Alas, just got the news. Here's my account of the one time I managed to see him-- with Willie Smith, also now gone.
“Music heals,” said Hubert Sumlin, between breaths. “It cures you. That’s why I’m here.”
Then he proceeded to cure us all.
Last Wednesday I went back to Jazz Alley where, a year or so ago, I saw Pinetop Perkins and Willie “Big Eyes Smith” perform. Pinetop was 97 years old at the time, bent and frail, but played and sang beautifully. (Read about it HERE.)
Last night Smith returned with a revamped band and special guest Hubert Sumlin, who brought his own special guest, Jimmy Rogers, Jr.
The night was billed as a tribute to Pinetop Perkins, but I don’t think Perkins was even mentioned. What we heard and saw, instead, was, as Mr. Sumlin pointed out, an example of the healing powers of good music.
Except for drummer “The Amazing” Jimmy Mayes, (who once worked with Jimmy Reed, and started the night with “Bright Lights, Big City,” Smith’s band was different from last year’s version. Maurice John Vaughn played guitar and could have headlined the show himself. He started with a request for “The Thrill is Gone,” and then played his own “Everything I Do (Got to be Funky).” And it was. You can read about him here. http://www.alligator.com/index.cfm?section=artists&artistid=17 Dave Kaye replaced Bob Stroger on bass. I missed Mr. Stroger’s calm smile and dapper outfit, but Kaye did a fine job.
When Willie Smith came on stage after three or four songs by the bandmembers, I was a little worried. He seemed under the weather. He is a master showman, singing, playing his harp, making people smile, but this time, at the start, he seemed to be struggling. (When Pinetop Perkins played last year, Smith was, at 74, the youth of the group.) If Smith was indeed ailing, the music didn’t hurt any for it. He sang his “Born in Arkansas,” and a song from “Joined at the Hip,” his Grammy winning album with Pinetop Perkins.
Then came Mr. Sumlin, tubes in his nostrils, oxygen tanks behind. He sat slumped on a chair. He spoke his short words about healing. He made a few tentative riffs. And then magic.
I’d never had a chance to see him play before except on video. He obviously doesn’t have the strength he once had. But he is wonderful to watch and hear. His fingers flash up and down the frets touching down to bend and slide impossibly, sometimes fingering the strings so quietly and subtly you have to watch his hands to hear, other times scratching and grating the strings to produce rough percussive sounds, usually adding a little flourish by tapping the downstream end of his strings after a lick.

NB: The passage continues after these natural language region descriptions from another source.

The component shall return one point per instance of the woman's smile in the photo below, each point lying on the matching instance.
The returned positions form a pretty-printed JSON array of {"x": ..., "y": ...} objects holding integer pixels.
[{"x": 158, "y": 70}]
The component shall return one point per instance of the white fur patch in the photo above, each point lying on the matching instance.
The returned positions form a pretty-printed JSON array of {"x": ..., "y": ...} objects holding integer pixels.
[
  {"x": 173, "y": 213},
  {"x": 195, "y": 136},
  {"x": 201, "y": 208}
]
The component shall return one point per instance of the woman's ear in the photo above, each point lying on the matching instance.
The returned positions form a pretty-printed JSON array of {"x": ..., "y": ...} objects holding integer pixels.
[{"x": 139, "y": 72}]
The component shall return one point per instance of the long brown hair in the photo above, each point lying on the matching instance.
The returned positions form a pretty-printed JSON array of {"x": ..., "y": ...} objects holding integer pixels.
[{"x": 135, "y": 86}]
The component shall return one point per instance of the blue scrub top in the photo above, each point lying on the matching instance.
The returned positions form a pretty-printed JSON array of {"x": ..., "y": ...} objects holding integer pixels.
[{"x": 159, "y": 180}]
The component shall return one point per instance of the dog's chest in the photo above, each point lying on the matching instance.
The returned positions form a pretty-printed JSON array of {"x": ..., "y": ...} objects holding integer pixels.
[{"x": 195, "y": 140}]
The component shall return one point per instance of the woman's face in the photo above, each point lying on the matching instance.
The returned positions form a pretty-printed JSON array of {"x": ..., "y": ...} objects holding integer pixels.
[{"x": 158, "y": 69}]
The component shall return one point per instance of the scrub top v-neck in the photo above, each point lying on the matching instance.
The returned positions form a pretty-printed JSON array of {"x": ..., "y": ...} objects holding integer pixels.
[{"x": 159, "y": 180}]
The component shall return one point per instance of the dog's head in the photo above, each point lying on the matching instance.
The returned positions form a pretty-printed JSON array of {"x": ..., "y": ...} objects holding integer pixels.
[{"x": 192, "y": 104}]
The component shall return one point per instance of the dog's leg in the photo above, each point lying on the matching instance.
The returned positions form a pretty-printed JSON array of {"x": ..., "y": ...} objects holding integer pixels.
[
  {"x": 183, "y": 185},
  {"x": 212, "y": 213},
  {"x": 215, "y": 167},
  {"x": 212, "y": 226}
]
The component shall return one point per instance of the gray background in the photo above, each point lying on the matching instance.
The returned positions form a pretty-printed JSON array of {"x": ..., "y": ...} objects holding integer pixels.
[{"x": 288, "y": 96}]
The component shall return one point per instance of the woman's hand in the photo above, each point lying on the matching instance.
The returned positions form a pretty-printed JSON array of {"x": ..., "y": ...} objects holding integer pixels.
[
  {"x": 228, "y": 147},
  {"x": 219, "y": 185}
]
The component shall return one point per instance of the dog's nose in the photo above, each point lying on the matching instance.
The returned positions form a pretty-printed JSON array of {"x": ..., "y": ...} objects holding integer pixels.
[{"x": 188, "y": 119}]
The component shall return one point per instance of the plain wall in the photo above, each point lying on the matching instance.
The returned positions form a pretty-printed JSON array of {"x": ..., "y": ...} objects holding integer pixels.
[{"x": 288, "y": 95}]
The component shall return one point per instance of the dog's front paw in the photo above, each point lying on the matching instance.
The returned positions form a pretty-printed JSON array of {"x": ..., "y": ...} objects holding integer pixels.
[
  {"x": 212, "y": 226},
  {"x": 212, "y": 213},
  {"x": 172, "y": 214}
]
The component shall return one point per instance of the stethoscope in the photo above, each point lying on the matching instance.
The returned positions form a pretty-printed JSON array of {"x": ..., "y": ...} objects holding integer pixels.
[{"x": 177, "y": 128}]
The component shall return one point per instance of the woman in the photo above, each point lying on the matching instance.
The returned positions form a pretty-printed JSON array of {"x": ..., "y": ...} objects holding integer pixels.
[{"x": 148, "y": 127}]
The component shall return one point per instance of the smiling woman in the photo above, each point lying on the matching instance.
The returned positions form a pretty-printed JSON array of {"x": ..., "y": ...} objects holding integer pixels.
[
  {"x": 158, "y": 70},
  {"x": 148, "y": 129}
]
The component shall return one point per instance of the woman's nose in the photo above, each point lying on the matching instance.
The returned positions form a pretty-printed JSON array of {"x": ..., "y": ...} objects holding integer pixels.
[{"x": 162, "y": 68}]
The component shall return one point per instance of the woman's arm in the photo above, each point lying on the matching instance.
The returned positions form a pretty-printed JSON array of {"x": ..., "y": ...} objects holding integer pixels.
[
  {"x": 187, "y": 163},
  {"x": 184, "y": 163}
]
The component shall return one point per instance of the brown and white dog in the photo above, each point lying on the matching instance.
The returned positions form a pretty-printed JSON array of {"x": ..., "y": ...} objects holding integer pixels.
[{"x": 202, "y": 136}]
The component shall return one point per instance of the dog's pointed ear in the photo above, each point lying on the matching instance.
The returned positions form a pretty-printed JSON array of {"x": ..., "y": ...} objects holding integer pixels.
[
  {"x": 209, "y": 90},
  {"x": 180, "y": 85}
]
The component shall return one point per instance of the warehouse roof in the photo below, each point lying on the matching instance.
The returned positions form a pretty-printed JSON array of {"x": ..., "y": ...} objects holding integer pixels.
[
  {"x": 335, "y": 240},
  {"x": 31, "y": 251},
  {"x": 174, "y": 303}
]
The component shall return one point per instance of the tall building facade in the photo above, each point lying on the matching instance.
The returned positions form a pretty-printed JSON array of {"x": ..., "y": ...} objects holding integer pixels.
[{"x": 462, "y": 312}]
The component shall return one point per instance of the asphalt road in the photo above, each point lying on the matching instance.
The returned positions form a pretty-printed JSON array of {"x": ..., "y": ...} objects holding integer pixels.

They began with “Sitting on Top of the World,” which Sumlin sang. As he did so, whatever might have ailed Mr. Smith was cured, and the entire band came came alive.
From then on it was impossible to stop them. Mr. Sumlin’s anxious manager sat next to the stage and seemed to try, at least twice, to get him to quit. He kept saying “One more!” They did a song that sounded like Killin‘ Floor, but wasn’t. They did “Big Boss Man.” They did Sonny Boy II’s “Don’t Start me Talkin’.” Most of the time Sumlin seemed perfectly happy to be sitting as another sideman, keeping up a constant rhythm and providing perfect little fills, either loud and raw, or wiggly and refined. Jimmy Rogers, Jr. did beautiful solos that sounded more like a young B. B. King or Buddy Guy than his father. Maurice John Vaughn stuck primarily with rhythm but was happy to solo in his own, unique, finger picking style whenever he got the nod. Mayes kept a close watch on Smith, who led the band with quick nods. And bassist Kaye just seemed overjoyed to be there, surrounded by legends and blues journeymen, healing us all.